Grâce à cette superbe exposition, la Fondation Carmignac rend hommage à la diversité et à la complexité de la féminité, loin du simple objet de désir longtemps représenté par des artistes masculins.
Le lieu est d’emblée emblématique puisque plus de 80 œuvres d’artistes sont exposées sur l’île de Porquerolles, le récit fondateur suggérant que cette dernière, située au large d’Hyères (Var), ait été créée lorsqu’une princesse, fuyant un prédateur mâle, se soit transformée ou « terraformée » en une entité géologique, associant la femme et la nature en un tout symbiotique.

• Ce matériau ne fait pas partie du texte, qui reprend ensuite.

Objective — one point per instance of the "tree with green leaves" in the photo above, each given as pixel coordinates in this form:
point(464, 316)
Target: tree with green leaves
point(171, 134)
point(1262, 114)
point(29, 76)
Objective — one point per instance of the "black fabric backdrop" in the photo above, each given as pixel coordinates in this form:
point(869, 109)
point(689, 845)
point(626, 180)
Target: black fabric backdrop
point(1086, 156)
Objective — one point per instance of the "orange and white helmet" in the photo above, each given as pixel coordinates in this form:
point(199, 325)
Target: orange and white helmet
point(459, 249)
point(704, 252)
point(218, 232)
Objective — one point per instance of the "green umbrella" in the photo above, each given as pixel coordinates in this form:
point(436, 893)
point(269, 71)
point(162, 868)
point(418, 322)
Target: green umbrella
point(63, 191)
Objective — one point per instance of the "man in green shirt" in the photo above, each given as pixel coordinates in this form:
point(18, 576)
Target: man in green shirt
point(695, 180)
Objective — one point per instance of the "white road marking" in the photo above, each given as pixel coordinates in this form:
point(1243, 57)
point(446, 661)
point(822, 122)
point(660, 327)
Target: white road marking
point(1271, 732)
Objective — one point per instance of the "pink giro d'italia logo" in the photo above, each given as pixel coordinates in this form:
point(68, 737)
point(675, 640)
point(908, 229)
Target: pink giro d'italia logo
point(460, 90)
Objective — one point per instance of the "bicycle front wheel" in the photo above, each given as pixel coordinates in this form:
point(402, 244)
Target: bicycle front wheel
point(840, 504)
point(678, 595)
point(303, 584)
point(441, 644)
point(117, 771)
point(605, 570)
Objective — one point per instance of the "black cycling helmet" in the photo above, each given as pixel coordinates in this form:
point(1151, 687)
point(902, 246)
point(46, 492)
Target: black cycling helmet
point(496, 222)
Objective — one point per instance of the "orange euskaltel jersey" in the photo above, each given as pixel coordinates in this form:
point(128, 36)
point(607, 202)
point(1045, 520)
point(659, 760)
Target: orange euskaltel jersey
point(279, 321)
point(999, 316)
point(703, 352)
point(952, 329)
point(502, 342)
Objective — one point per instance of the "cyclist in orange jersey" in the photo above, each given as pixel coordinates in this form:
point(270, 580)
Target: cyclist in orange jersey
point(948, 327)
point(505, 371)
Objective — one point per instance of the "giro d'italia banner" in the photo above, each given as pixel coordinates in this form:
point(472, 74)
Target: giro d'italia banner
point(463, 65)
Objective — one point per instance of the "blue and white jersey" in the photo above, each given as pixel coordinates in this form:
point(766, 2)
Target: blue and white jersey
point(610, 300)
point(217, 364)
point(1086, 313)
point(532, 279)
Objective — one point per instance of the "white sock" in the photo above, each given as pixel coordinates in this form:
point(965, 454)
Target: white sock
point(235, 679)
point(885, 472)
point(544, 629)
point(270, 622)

Cette histoire fondatrice de l’île, ancrée dans la notion de métamorphose, constitue l’essence qui justifie la conceptualisation originale de l’exposition.
Sur cette île-femme, partant de certaines représentations féminines de la collection Carmignac, la commissaire britannique Alona Pardo*, a conçu une exposition qui interroge les regards posés sur les femmes depuis les mythes originels jusqu’à nos jours.
Au fil d’un parcours thématique, les visiteurs et visiteuses sont invité.e.s à la rencontre des figures féminines tout autant familières que troublantes : femmes sacrées et nourricières (Sandro Botticelli, Mary Beth Edelson, Loie Hollowell), sirènes indépendantes (Kiki Smith, Chris Ofili, Sofia Mitsola), femmes-araignées (Louise Bourgeois, Frida Orupabo), cyborgs augmentés (Lee Bul, Vivian Greven, Tishan Hsu) mais aussi objet de désir (Roy Lichtenstein, Pablo Picasso, Thomas Ruff). Mais aussi bien d’autres…
Toutefois, soyons honnête ! Pour décrire comme il se doit toutes les œuvres exposées dans différentes salles de cet écrin insulaire, seul un bel et riche ouvrage consacré à l’évènement, permettrait de décrire fidèlement tout ce qui contribue à l’émerveillement.
Avec des techniques aussi variées que la peinture, le dessin, la photographie, la vidéo, le collage, la sculpture, la céramique ou encore le textile, les artistes invoquent de nouveaux imaginaires et donnent vie à de nouveaux récits féminins, empreints de puissance (ORLAN, Martine Guttierez, Zanele Muholi) et de jouissance (Laure Provost, Betty Tompkins, Dorothy Iannone, John Currin).
Fortes, lascives, fatales, aimantes, démoniaques, tentatrices ou encore mythiques, les femmes ont été représentées de nombreuses manières à travers les siècles, souvent pour répondre à une vision patriarcale du monde.
À travers les questions d’identité, de sexualité, de plaisir et de pouvoir, The lnfinite Woman met en lumière les regards posés sur les femmes depuis les mythes originels jusqu’aux représentations les plus contemporaines et subversives.
L’art libère ici les corps des femmes des canons de beauté occidentaux et offre des modèles renouvelés défiant non seulement les normes sociales, mais aussi les limites de l’art lui-même et de ses catégories oppressives.
L’exposition adopte une approche transnationale, intergénérationnelle, globale et inclusive, c’est-à-dire qu’elle rassemble le travail d’artistes de différentes décennies, géographies, médiums et stratégies esthétiques pour tracer un parcours qui est à la fois surprenant et ouvert.
Les œuvres présentées dans The Infinite Woman nient ou refusent ces lectures traditionnelles et suggèrent plutôt l’idée de la « femme » comme une entité insaisissable, toujours au-delà de toute définition.
En définitive, il s’agit d’un titre poétique inspiré d’une œuvre éponyme de Shahzia SIKANDER, qui reconnaît l’intersectionnalité et l’étendue des expériences féminines.
Au cœur de l’exposition, sous le plafond d’eau, la célèbre sculpture de Louise Bourgeois, Spider (1995) s’élève entourée d’une fresque murale de l’artiste France-Lise McGurn qui signe également l’affiche de l’exposition et la couverture du catalogue où des silhouettes entremêlées forme une composition délicatement réjouissante et poétique, illustrent cette chronique.
Parce que ce qui beau et trouve son expression artistique sous différentes formes ne peut échapper à votre curiosité, nul doute que vous vous rendrez sur l’île de Porquerolles, longue de 7km et large de 3km, accessible en bateau depuis la Tour Fondue, pour découvrir les oeuvres exposées au cœur de de la villa Carmignac.
* Alona Pardo (1974) – vit et travaille à Londres, UK – est responsable de la programmation à l’Arts Council Collection, au Royaume-Uni, et a été jusqu’à récemment conservatrice à la Barbican Art Gallery de Londres pendant 15 ans. Elle s’intéresse particulièrement aux travaux qui se situent à l’intersection du genre et de la justice sociale et environnementale.
Spécialisée dans la photographie et le cinéma, elle a organisé de nombreuses expositions.